Insurance and Actuarial Sciences
Insurance is a data-driven industry, and thus employs a large number of analysts to continuously monitor and analyze data. Analysts in the insurance industry have formal education in a variety of disciplines, including statistics, finance, economics, business, mathematics, and computer science.
Entry-level analysts require a bachelor's degree in one of these quantitative disciplines.
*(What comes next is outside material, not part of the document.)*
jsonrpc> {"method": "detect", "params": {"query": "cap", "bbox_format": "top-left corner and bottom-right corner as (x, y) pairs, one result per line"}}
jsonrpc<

Senior analysts may possess an advanced degree. In addition to technical skills, career success requires good project management skills and the ability to communicate effectively with both management and information technology specialists. Qualified individuals have opportunities to move into management roles.
There is much overlap between insurance statisticians and insurance actuaries. For instance, in Progressive Insurance Company, statisticians play a major role in setting the insurance rates, which is traditionally done by actuaries. Being an actuary consistently ranks among the most desirable jobs.
Functions requiring varying levels of statistical skills include the following:
- Pricing and product design
- Multivariate statistical models are used to predict average losses versus driver characteristics (e.g., driver age, gender, marital status, driving record), vehicle characteristics, and geographic location.
- Multivariate models are necessary to separate the contribution of each of these inter-related variables. Such models are used to accurately set the relative price to charge particular segments of customers.
To accurately forecast trends in losses over time, moving averages, linear regression, log-linear regression methods, or time series analysis may be employed.
Does fast response have an impact on the magnitude of claims payments? If a claims adjuster can get right out to the scene of an accident, inspect the vehicle, and meet with the insured and claimants, does that help control the total amount an insurer will pay? A statistical test is used to answer this question.
A new claims adjuster needs to figure out how much to pay for a herniated disk and fractured leg. A number of insurance industry vendors offer models that take into account 20-30 variables (e.g., doctor's diagnoses, type of impact, location of impact, attorney representation) and generate an estimate of how much is typically paid for a particular type of claim feature. These benchmarks are only guidelines, but they provide additional data for adjusters to consider in making an offer.
In marketing, statistical methods are used to model response to advertising campaigns to, for example, target advertising to market segments most likely to respond to the campaigns. Designed experiments also may be used to efficiently test different strategies for increasing sales.
Statistical methods such as logistic regression or survival analysis may be used to identify variables that are predictive of how long a customer stays with the company. For example, such models are used to determine the impact of premium increases on whether a customer renews his policy.
Designed experiments also may be used to efficiently test different strategies for retaining more customers. The results of such customer retention experiments may be used as the basis for actions implemented to increase customer retention.
In operations, computer simulation may be used to model call volume to optimize staffing levels. Quality control statistics may be used to monitor and improve quantitative and qualitative measures of service performance.
Insurance companies invest heavily in information technology to capture and store transactional data in data warehouses in a form suitable for analysis. Thus, analysts have at their disposal massive volumes of data. It is not unusual to work with several hundred thousand, or even millions, of observations and several dozen to hundreds of variables.
As with any data originating from customer transactions, care must be used to recognize possible data errors and understand the limitations of the data. One also must understand the dynamic changes in the data over time.
Knowledge of basic statistics is essential to properly analyze and interpret insurance data. Knowledge of advanced statistics is helpful to implement multivariate methods and develop better methodologies of data modeling. For example, advanced methods such as cluster analysis, regression and classification trees, logistic regression, and survival analysis can be useful to more effectively identify segments of customers for pricing or marketing purposes.
The insurance industry provides many technical challenges to a statistician and opportunities for career growth and advancement.